Analysis of the incidental recognition memory data documented that subjects were highly accurate at identifying pictures of the objects used during training versus those that were not (recognition, mean percent correct ± standard deviation = 94.75 ± 4.75 for the trained objects, mean percent correct rejection = 97.90% ± 2.47 for not-trained objects).
The fixed effects analysis of the functional imaging data across sessions revealed a significant main effect of session in a number of regions (Session 2 [novel object matching − scrambled image matching] − Session 1 [novel object matching − scrambled image matching]). These changes included increased activation in specific regions of lateral temporal, parietal, and frontal cortices in the left hemisphere, and both increased and decreased responses after training in ventral occipitotemporal cortex. As illustrated in Figure 3, increased activation was observed in the posterior region of the left middle temporal gyrus, left premotor cortex, and left intraparietal sulcus (Fig. 3A,B, red regions). As shown by the accompanying histograms (Fig. 3C,D,E, red bars), the random effects analysis of the time series data revealed that after training there was more activity for object matching as compared with baseline than prior to training (main effect of session: F1,10 = 18.6, P < 0.002; F1,8 = 17.4, P < 0.003; and F1,10 = 22.3, P < 0.001 for left middle temporal gyrus, left intraparietal sulcus, and left premotor cortex, respectively). These left lateralized changes were readily observable in individual subjects (Fig. 4). Although some activity was observed in the left middle temporal gyrus before training (P < 0.001 for objects vs. phase-scrambled images during Session 1), neither the left intraparietal nor the premotor regions were active during object matching prior to training (F < 1 for objects vs. phase-scrambled images during Session 1) (Fig. 3C,D,E, red bars). In addition, there was no difference in activity between object sets in any region during Session 1 (F < 2 for trained vs. not-trained objects in the middle temporal gyrus, F < 1 in intraparietal and premotor regions). As illustrated, after training, the response to the trained objects tended to be numerically larger than to the not-trained objects in each region. However, neither was this difference significant nor was the interaction between scanning session and object set significant.

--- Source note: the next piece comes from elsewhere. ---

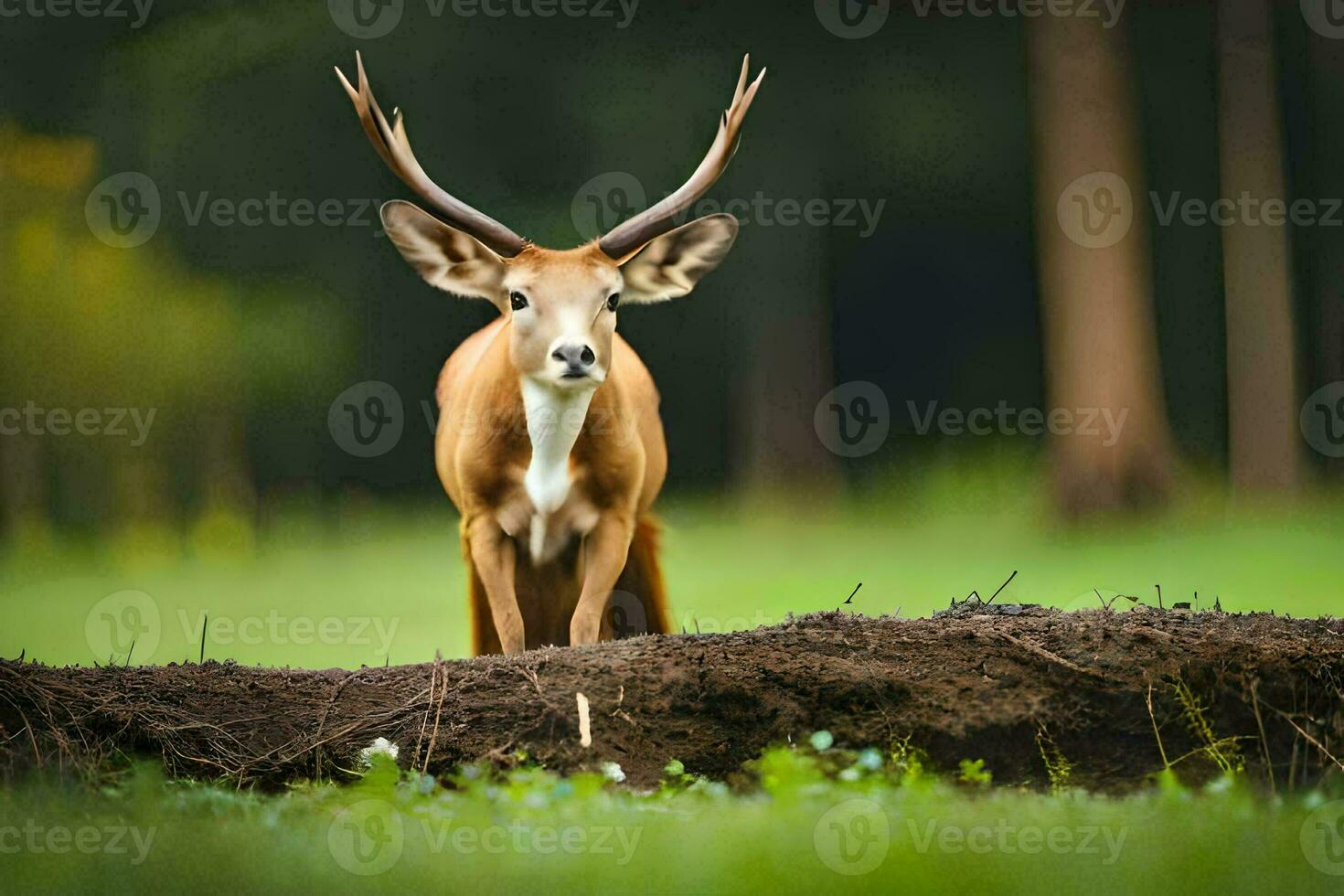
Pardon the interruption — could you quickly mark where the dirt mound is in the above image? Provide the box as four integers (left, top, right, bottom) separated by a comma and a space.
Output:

Although the interaction between session and object set failed to reach significance, we evaluated differences between object sets (trained vs. not-trained) within each scanning session based on our a priori hypothesis of training-specific effects in Session 2. These analyses revealed distinct clusters of voxels showing increased activity specifically for the trained objects during the second scanning session (see Fig. 3A,B, yellow regions). These clusters overlapped with the anterior extent of each of the regions located on the lateral surface of the left hemisphere identified by the main effect of session in the across-session analysis. Time series extracted from these regions for both scanning sessions were submitted to a random effects repeated measures ANOVA of session × object set. Although the interaction again failed to reach significance, planned comparisons revealed significantly enhanced responses to the trained versus the not-trained objects in the middle temporal gyrus and posterior parietal cortex, with a trend toward significance in premotor/prefrontal cortex after training (P < 0.05, P < 0.05, P < 0.08, in each region, respectively) but not prior to training (F < 1 in each region) (Fig. 3C,D,E, yellow histograms). Moreover, in each of these regions, the not-trained object set failed to elicit activity above the scrambled image-matching baseline during the second scanning session (F < 1). Thus, following training, increased activity in these regions showed significantly heightened activity only in response to the trained object set.
As illustrated in Figure 5A, the across-session analysis also revealed a training-related increase in neural activity in the medial aspect of the fusiform gyrus bilaterally; especially in the left hemisphere, indicating more activity after than prior to training (random effects ANOVA, main effect of session: F1,8 = 9.12, P < 0.02) (Fig. 5B). In contrast, a decreased response was observed in the lateral portion of the fusiform gyrus, indicating that this region was more active prior to than after training (main effect of session: F1,10 = 7.50, P < 0.02) (Fig. 5C). No differential activity was observed for the trained versus the not-trained objects in the fusiform gyrus after training (F < 2 and F < 1 for the interaction of session × object set in the lateral and medial fusiform gyrus, respectively) (Fig. 5B,C). In addition, separate analysis of Session 2 failed to reveal a differential response to the trained versus not-trained object sets in ventral cortex.
To investigate the effects of functional experience on the neural circuitry for object recognition, we created novel objects and scanned subjects before and after they were trained to perform functional tasks with a subset of the objects. We found that training induced highly specific changes in the neural circuitry recruited during visual object perception.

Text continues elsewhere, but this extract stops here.